New Hampshire Climate
New Hampshire experiences a humid continental climate, with warm, humid summers, cold, wet winters, and uniform precipitation all year. The climate of the southeastern portion is moderated by the Atlantic Ocean and averages relatively milder and wetter weather, while the northern and interior portions experience cooler temperatures and lower humidity. Winters are cold and snowy throughout the state, and especially severe in the northern and mountainous areas. Average annual snowfall ranges from 60 inches to over 100 inches across the state.
During autumn, the leaves on many hardwood trees in New Hampshire turn colors, attracting many tourists.

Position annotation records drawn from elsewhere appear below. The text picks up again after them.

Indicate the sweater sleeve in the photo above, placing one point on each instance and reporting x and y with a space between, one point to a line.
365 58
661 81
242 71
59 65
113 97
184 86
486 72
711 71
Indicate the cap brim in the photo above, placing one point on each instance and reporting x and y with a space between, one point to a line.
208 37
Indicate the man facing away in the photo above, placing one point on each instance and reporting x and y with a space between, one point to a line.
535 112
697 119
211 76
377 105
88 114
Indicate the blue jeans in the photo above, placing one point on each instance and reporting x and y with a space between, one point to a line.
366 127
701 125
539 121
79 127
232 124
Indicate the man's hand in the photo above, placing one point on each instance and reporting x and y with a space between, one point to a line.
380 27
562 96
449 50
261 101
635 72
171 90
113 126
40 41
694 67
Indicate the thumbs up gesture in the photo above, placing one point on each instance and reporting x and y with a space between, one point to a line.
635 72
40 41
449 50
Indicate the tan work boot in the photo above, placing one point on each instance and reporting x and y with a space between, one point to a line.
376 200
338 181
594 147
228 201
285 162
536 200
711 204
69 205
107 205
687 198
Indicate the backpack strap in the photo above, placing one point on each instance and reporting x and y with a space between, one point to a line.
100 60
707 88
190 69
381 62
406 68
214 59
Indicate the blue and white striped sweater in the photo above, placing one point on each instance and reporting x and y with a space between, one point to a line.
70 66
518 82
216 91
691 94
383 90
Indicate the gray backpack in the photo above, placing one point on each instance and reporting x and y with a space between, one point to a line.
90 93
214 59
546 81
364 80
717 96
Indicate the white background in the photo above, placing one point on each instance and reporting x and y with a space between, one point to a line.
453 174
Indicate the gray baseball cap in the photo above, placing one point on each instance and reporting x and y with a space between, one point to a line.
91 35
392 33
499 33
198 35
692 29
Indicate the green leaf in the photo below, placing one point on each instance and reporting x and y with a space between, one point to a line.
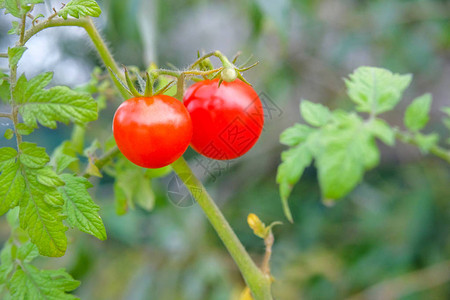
12 185
426 142
33 156
48 177
314 113
380 129
13 8
30 283
35 85
417 113
27 252
79 207
80 8
5 94
7 156
376 90
64 156
24 129
446 120
25 2
15 54
19 88
15 29
58 104
346 152
295 135
41 215
145 197
294 162
6 262
9 133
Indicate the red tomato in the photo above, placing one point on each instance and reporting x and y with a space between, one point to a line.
227 120
152 132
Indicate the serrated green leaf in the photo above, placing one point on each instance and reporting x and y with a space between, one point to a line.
34 85
294 162
376 90
80 8
64 156
346 152
15 29
48 177
27 252
79 207
314 113
30 283
295 135
14 55
33 156
426 141
380 129
120 200
23 129
417 113
58 104
12 185
41 216
7 156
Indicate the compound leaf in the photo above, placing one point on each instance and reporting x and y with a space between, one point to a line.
376 90
417 113
79 207
12 185
30 283
80 8
41 215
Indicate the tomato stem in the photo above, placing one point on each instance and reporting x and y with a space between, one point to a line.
258 282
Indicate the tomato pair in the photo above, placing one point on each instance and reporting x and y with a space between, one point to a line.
219 122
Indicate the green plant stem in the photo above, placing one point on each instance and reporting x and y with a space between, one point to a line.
408 138
6 115
102 49
256 280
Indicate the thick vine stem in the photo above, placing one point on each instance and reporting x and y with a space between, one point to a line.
256 280
435 150
96 38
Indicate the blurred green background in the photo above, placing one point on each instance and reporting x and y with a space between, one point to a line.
389 239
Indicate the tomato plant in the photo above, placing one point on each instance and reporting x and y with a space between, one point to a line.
152 132
227 119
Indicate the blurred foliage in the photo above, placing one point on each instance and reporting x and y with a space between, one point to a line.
396 221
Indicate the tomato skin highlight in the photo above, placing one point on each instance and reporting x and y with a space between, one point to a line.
227 120
152 132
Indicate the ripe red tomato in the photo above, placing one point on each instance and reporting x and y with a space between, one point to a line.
227 120
152 132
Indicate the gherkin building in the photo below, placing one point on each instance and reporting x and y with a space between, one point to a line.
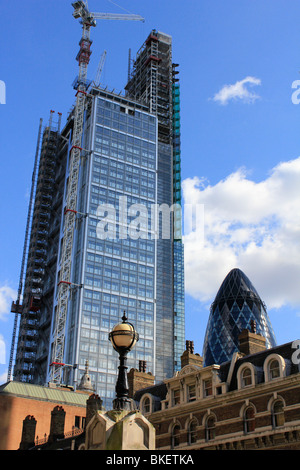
237 306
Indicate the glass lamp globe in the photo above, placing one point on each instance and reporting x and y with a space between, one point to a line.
123 336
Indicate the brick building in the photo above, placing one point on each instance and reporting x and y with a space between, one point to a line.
249 402
33 414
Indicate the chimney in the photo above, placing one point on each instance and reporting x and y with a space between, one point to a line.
28 433
139 378
57 426
189 357
251 342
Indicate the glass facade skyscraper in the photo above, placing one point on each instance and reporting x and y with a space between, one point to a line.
116 269
236 306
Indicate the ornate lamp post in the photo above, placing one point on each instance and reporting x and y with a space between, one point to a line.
123 338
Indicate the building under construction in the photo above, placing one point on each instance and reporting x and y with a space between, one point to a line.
74 285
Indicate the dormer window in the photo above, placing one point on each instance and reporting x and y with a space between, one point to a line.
191 392
246 375
176 396
274 370
275 367
146 405
207 388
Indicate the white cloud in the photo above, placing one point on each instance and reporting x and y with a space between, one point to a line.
253 226
238 91
7 295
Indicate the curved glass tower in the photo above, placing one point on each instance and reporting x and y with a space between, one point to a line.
236 306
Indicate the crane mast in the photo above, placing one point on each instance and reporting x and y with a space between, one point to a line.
64 282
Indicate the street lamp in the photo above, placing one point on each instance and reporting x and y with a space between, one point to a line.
123 338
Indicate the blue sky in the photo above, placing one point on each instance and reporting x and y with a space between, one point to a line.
240 134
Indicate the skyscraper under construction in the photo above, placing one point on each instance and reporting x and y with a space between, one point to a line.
129 158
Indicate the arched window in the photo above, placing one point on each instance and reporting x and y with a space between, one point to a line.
210 428
274 369
192 433
277 414
246 378
249 419
175 436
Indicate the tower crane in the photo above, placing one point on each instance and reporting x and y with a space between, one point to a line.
88 20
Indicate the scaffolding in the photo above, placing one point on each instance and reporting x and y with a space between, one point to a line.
151 80
34 254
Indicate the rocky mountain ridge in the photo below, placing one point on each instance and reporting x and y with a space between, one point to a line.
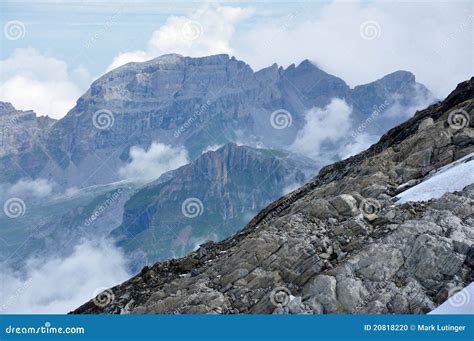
208 199
340 243
196 103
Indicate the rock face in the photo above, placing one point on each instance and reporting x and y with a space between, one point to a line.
19 132
209 199
330 248
195 103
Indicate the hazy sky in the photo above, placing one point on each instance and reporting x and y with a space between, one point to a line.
52 50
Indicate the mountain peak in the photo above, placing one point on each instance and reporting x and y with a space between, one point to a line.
6 108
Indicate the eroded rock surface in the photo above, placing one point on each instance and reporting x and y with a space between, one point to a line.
339 244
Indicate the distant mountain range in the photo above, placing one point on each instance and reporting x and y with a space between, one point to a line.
235 126
195 103
344 243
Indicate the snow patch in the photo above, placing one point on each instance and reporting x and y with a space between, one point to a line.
450 178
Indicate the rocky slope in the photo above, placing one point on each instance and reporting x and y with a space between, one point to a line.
20 130
338 244
195 103
209 199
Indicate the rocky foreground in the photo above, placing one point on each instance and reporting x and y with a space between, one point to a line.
339 244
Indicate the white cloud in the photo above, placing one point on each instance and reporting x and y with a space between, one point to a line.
39 188
431 40
31 80
330 123
211 148
150 164
207 31
59 285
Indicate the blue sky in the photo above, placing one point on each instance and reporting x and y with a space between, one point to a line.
64 45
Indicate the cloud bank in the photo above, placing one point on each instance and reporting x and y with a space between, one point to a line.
33 81
150 164
361 42
207 31
59 285
327 124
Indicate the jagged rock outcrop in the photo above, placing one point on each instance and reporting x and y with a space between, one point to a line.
222 190
20 129
340 243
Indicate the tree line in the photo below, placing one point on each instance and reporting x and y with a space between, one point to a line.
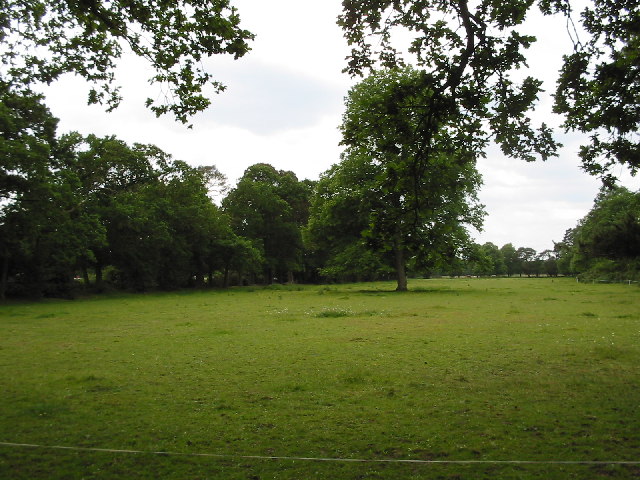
402 197
94 213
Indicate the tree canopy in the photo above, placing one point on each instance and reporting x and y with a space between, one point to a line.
415 188
471 55
606 242
42 40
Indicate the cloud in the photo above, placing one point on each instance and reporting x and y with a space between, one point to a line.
267 99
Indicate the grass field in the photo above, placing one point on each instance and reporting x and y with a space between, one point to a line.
455 370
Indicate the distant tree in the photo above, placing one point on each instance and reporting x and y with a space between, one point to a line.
497 263
270 207
598 89
527 260
564 251
338 217
511 259
416 188
42 40
607 239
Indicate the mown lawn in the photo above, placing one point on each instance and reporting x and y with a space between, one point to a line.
467 369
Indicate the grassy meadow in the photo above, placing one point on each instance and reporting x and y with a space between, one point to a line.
456 369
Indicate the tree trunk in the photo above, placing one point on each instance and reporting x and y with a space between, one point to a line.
4 277
225 282
98 270
401 273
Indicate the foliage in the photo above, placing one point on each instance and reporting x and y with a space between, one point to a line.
270 207
598 89
470 54
607 240
412 194
467 370
42 40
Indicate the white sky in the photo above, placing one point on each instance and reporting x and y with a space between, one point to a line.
284 103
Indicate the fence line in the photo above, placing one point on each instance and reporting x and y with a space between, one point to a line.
323 459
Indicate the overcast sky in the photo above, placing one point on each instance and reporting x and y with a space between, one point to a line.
284 103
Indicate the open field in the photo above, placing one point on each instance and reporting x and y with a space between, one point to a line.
469 369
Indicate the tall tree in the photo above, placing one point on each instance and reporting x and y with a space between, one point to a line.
598 89
470 52
42 40
270 206
43 233
417 186
608 237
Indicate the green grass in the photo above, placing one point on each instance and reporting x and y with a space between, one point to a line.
497 369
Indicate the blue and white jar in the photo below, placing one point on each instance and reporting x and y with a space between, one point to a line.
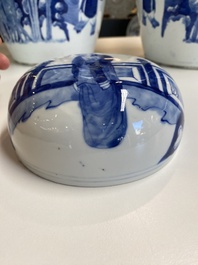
169 31
38 30
95 120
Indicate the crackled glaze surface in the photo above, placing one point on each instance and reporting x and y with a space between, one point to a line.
94 120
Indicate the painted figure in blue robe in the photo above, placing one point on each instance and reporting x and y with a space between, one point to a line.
34 20
149 8
100 98
102 87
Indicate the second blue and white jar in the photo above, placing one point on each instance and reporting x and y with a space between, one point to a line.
169 31
38 30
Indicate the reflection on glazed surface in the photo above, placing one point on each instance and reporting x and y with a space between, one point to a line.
102 112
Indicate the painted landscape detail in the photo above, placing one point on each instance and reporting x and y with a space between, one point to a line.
34 20
185 11
102 87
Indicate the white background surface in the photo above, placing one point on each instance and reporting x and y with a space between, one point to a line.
150 221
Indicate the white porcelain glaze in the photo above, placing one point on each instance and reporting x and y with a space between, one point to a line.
169 31
95 120
38 31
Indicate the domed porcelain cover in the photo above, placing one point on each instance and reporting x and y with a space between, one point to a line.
95 120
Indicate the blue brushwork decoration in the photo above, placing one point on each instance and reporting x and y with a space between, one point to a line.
149 8
185 11
23 21
101 86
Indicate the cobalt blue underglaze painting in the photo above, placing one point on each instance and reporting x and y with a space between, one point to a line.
185 11
34 20
101 86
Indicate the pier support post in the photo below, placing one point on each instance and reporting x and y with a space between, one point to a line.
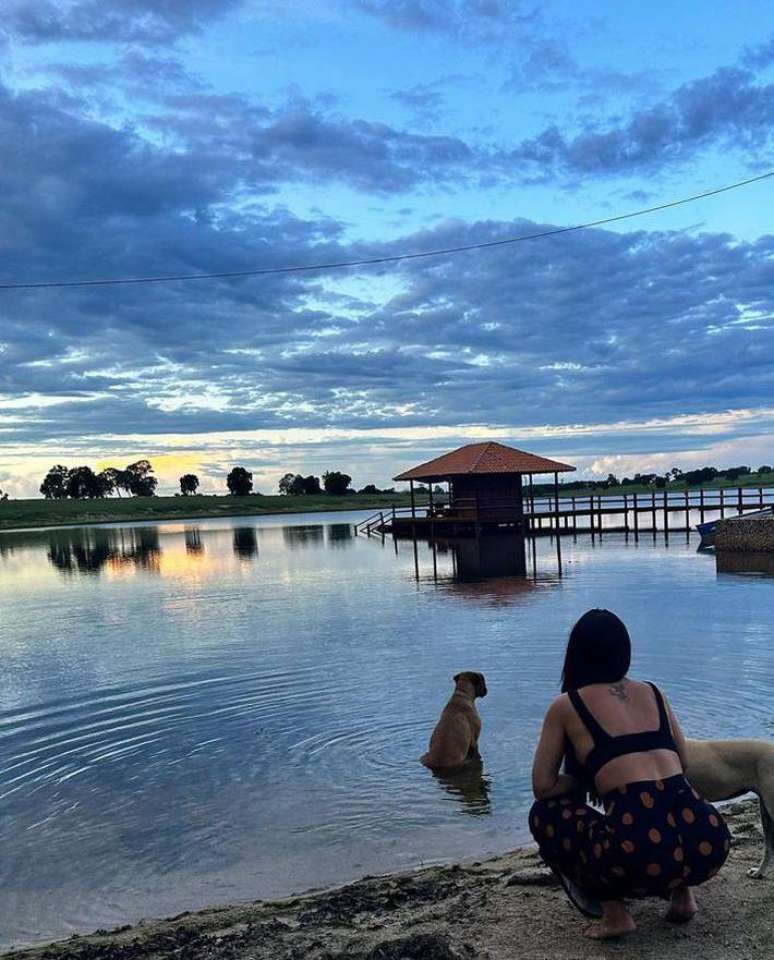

Average daytime highs are in the mid 70°s F to low 80°s F (24–28 ° C) throughout the state in July, with overnight lows in the mid 50°s F to low 60°s F (13–15 °C). January temperatures range from an average high of 34° F (1° C) on the coast to overnight lows below 0° F (−18 ° C) in the far north and at high elevations. Average annual precipitation statewide is roughly 40 inches with some variation occurring in the White Mountains due to differences in elevation and annual snowfall. New Hampshire’s highest recorded temperature was 106 ° F (41° C) in Nashua on July 4, 1911, while the lowest recorded temperature was −47 ° F (−44° C) at the summit of Mount Washington on January 29, 1934. Mount Washington also saw an unofficial −50° F (−46° C) reading on January 22, 1885, which, if made official, would tie the all-time record low for New England (also −50° F (−46° C) at Big Black River, Maine on January 16, 2009, and Bloomfield, Vermont on December 30, 1933).
Extreme snow is often associated with a northeaster, such as the blizzard of 1978 and the blizzard of 1993, when several feet accumulated across portions of the state over 24 to 48 hours. Lighter snowfalls of several inches occur frequently throughout winter, often associated with an Alberta Clipper.
New Hampshire, on occasion, is affected by hurricanes and tropical storms although by the time they reach the state they are often no longer tropical, with most storms striking the southern New England coastline and moving inland or passing by offshore in the Gulf of Maine. Most of New Hampshire averages fewer than 20 days of thunderstorms per year and an average of two tornadoes occur annually statewide.